A novel population of activated cytotoxic T cells infiltrate pituitary neuroendocrine tumour subytpes

Abstract

Non-functional pituitary adenomas (NFPA) are non-hormone secreting pituitary tumours while growth hormone-secreting pituitary adenomas (GHPA) are active pituitary tumours causing acromegaly. Since immunotherapy is becoming the preferred therapeutic strategy in cancers, understanding the diversity of immune cells infiltrating the tumour microenvironment is warranted. However, little is known about the immune landscape of pituitary tumours. We validated an acoustic-assisted hydrodynamic focusing cytometer based method (Attune, Thermofisher) to identify rare immune cell populations in NFPA (n=6) and GHPA (n=3) obtained from patients undergoing transphenoidal surgery.
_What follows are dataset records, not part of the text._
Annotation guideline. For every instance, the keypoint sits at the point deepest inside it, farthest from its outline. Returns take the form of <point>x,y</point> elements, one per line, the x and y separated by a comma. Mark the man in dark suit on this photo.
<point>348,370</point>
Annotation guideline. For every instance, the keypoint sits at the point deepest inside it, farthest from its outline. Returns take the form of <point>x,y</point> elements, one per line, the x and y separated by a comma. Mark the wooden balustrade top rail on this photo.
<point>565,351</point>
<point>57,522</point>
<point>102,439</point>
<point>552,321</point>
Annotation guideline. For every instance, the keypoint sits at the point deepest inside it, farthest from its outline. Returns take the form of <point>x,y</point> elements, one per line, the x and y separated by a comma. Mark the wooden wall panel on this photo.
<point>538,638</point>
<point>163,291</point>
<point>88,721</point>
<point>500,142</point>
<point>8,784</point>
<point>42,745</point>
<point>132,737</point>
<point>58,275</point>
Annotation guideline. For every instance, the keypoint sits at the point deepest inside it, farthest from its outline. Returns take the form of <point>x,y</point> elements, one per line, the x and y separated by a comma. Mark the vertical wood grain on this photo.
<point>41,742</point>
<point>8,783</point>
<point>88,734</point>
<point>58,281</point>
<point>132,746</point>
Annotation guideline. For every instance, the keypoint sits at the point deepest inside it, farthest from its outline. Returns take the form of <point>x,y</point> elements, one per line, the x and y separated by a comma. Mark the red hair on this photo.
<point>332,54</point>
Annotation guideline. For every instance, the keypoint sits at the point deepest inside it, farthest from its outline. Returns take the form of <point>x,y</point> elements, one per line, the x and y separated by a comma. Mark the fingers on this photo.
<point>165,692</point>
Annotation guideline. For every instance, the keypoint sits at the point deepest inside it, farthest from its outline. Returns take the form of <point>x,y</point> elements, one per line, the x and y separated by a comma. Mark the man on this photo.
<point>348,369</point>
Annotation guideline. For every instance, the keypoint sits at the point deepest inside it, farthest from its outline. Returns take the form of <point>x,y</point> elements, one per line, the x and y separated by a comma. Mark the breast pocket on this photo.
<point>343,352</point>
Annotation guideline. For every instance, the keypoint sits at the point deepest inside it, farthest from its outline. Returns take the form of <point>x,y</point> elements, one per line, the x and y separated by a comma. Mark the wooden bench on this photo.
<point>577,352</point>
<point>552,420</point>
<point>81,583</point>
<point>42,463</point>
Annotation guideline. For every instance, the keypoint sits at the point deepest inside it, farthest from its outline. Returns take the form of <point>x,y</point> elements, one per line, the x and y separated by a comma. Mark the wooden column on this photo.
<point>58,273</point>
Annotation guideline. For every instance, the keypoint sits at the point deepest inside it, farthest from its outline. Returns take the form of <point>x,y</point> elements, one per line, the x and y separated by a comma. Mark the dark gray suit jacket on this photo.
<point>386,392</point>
We unravelled key cellular populations of myeloid (macrophages and monocytes) and lymphocytic (CD4 and CD8 T cells) origin using a multi-colour panel of antibodies against cell surface (CD45, CD163, CD64, CD11b, CD3, CD56, CD19, CD4 and CD8) and intracellular (CD68, T-bet, GATA-3 and FOXP3) antigens and assessed the degree of T-cell activation using the CD44 marker. We also checked for the expression of immune checkpoint and exhaustion markers PD1 and TIM-3 respectively. In all samples, lymphocytic infiltrates were detected. In all except 1 NFPA and in all GHPA the CD8:CD4 ratio was greater than 1 ranging from 1.88 - 5.74 in NFPA and 1.35 - 5.21 in GHPA with no statistical difference between NFPA and GHPA. This method also revealed novel populations of activated, cytotoxic T cells in all pituitary adenomas analysed. We are currently characterising the function of these cells in such tumours and how their presence correlates with the patients’ clinical data and tumour characteristics.